PORT ANGELES — Port Angeles School District teachers and other employees will learn next week how many jobs will disappear next year — and there might be a chance that no staff members will be laid off.

Last week, the Port Angeles School Board approved as many as 47 layoffs for the 2012-2013 school year, including 25 teachers and 22 classified staff.

The loss of that many positions would be a worst-case scenario, Superintendent Jane Pryne said Monday.

There is no indication that the total number of layoffs mentioned will occur, she said.

While there is almost certainly going to be a reduction of the number of employees, there may be no actual layoffs, Board Member Steve Baxter said.

“There is every possibility if there are enough retirements or other voluntary exits we could have a zero cut,” Baxter said.

The board had to take action, despite lacking final numbers, because of a May 1 deadline under a contract with the teachers union to notify any personnel that could be affected.

The final number of positions to be eliminated will be announced May 4, when the School Board agenda is released for the May 8 board meeting, Pryne said.

Notifications of layoffs are required to be provided to teachers in positions that would be eliminated by May 15.

Layoffs will be based on the number of students who are projected to return to local schools this fall.
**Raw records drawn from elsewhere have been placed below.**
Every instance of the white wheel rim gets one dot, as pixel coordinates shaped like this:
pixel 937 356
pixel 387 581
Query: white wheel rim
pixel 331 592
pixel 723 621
That number comes from estimates the district has nearly completed, Pryne said.

In the past year, the district’s enrollment dropped by 144 students, mostly at the elementary-school level.

Although state per-student funding stabilized this year after several years of cuts, the district — like other districts on the North Olympic Peninsula — has experienced a pattern of falling enrollment for the past few years.
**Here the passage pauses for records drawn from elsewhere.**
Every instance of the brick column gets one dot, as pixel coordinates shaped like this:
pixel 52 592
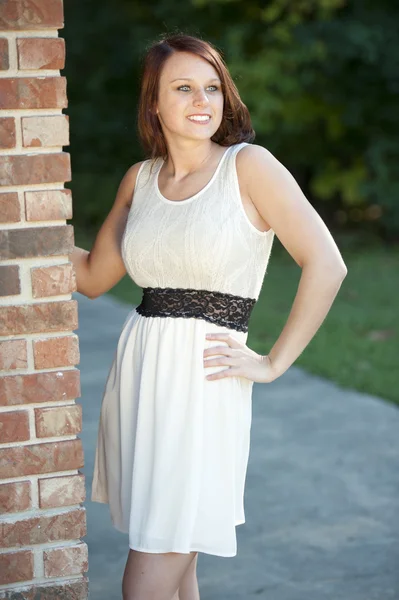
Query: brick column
pixel 41 488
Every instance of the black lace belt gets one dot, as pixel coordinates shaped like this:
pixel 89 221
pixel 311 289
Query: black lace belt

The trend is expected to continue for the next 15 years, according to district research.

As of April 1, the district’s five elementary schools enrolled 127 fewer students than in April 2011 — the equivalent of five classrooms of children.

When the state budget crisis began in 2008 and the state slashed the education budget, the district formed a committee to create a list of programs that could be cut from the budget that would have minimal effects on classrooms, Pryne said.

She noted that the district has been whittling away at the programs identified by the committee since then, as state school funding fell annually.

“We have nothing left on our list,” she said.

The state education budget stabilized for the 2012-2013 school year, but increasing costs of insurance and declining enrollment will continue to erode the district’s budget.

The loss of elementary students prompted the board to consider closing the oldest school in the district.

In January, the board voted to keep 57-year-old Franklin Elementary School at 2505 S. Washington St., for another year or two but said the school’s days are numbered.

Franklin is the largest elementary school in the district, and there is not enough room at other schools to take all of its students.

The district has been tracking students who withdraw from school, and most of the departing students have moved out of the district, Pryne said.

At the high school level, there are 10 fewer students in classrooms this year compared to last year, but an enrollment of 63 students was above the district’s projections.

The pattern of losing more students in elementary schools than in high school reverses the usual trend, Pryne said.

In the past, the district had problems with high school graduation rates, but more students are staying in school and graduating, she said.

Enrollment at Stevens Middle School is nearly unchanged, she added.

The middle school was identified by the state Department of Education as one of the top middle schools in Washington for the past two years.